季節はずれのインテルメッツォ(続)

音楽、文学、絵画、スポーツ、シェパード等々についての雑記帖。

ささやかな幸福

2016年10月14日 | その他
朝食だけは自分で用意して食べる。

と、ここまで読んだだけでまぁ羨ましい、と感じた奥さま方は呆れるだけだから読まない方が良い。

僕の朝食はもう長い間不変である。トーストにママレード、コーヒー3、4杯。

僕の意志がいかに強固か、この一点をしてもわかるだろう。

湯を沸かす、パンを出す、トースターを出す、ママレードを出す、皿、ナイフ、コーヒーポット、コーヒーカップ、電動のコーヒーミル、これら一式を用意する、最後にコーヒー豆を冷凍庫から出す。
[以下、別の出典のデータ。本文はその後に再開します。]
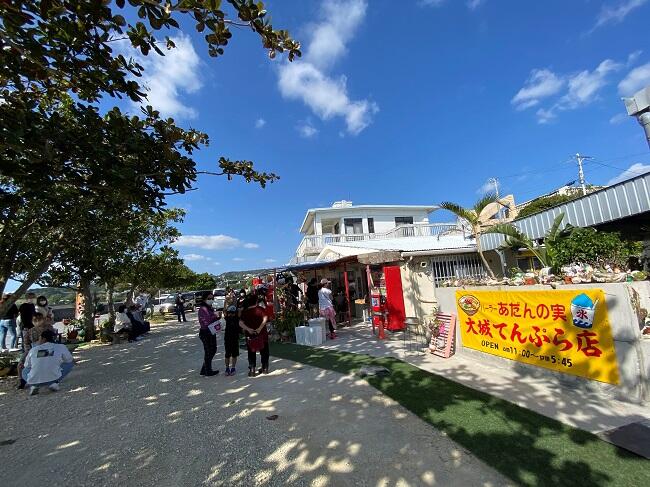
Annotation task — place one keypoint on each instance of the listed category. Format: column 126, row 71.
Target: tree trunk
column 110, row 302
column 89, row 309
column 480, row 253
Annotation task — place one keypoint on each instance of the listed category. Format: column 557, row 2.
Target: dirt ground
column 140, row 415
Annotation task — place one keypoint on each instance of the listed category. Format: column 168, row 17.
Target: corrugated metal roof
column 624, row 199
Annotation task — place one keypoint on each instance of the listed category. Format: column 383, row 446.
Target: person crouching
column 46, row 364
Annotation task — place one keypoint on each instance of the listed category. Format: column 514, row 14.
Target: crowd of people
column 43, row 362
column 131, row 321
column 244, row 313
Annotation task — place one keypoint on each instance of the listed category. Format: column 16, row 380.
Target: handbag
column 256, row 343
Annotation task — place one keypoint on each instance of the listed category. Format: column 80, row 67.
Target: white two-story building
column 344, row 223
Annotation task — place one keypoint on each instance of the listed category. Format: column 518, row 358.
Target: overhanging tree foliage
column 65, row 164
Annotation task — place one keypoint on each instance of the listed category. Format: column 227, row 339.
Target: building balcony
column 312, row 245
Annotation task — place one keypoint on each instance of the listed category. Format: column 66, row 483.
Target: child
column 231, row 339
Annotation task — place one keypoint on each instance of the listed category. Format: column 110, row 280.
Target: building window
column 403, row 220
column 447, row 268
column 353, row 226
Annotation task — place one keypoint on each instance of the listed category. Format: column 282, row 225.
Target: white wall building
column 345, row 224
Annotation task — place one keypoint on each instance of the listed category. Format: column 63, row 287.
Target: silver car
column 169, row 304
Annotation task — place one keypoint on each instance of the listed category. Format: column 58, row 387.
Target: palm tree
column 516, row 239
column 472, row 217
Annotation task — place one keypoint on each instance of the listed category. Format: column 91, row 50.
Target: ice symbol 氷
column 583, row 310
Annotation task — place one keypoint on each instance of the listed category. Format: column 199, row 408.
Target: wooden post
column 347, row 291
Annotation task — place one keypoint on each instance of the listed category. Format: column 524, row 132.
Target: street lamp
column 639, row 106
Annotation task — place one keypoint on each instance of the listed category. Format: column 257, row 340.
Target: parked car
column 169, row 304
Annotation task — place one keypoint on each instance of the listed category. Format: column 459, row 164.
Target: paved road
column 139, row 415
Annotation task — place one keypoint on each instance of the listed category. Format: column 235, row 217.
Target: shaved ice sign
column 566, row 331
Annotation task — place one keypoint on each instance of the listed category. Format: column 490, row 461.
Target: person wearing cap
column 326, row 307
column 46, row 364
column 231, row 339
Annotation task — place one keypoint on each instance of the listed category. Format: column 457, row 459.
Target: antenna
column 581, row 172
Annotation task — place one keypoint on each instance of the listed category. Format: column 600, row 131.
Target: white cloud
column 616, row 13
column 212, row 242
column 306, row 129
column 581, row 89
column 540, row 84
column 618, row 119
column 632, row 171
column 308, row 80
column 635, row 80
column 487, row 187
column 471, row 4
column 545, row 116
column 166, row 78
column 584, row 85
column 195, row 257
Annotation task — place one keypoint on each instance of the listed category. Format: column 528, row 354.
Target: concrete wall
column 419, row 296
column 632, row 352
おっと、ロウソク式の保温セットを忘れてはいけない。

何だか文字にすると大仕事のようだが、変哲も無いシンプルすぎる朝食だ。

これを何十年も続けているのだから、手順は流れるように進む。

はずなのだ。

ところが中々これが難しい。湯が沸いた時にはコーヒーがまだ挽けていない。コーヒーが淹れ終わったと思うとパンがまだ焼けていない。

或いは皿を出し忘れる。全部がピシャリと同時に完了することなぞ、太陽系の惑星がいちどきに並ぶこと並みに稀なのである。

手順を覚えてしまったらよかろう、と誰しも思うだろう。僕とて例外ではない。でもその手順そのものを忘れてしまうのだからこのアドバイスは役に立たない。

これほどかような次第だから、ごくごく稀にドンピシャリに同時に用意完了すると実に気持ちが良い。

毎朝このような気分になって1日が始まるのなら充実の日々が続くであろう。そんな妄想まで浮かぶ。

朝のちょっとした手順の乱れは小さな棘のように1日を左右する。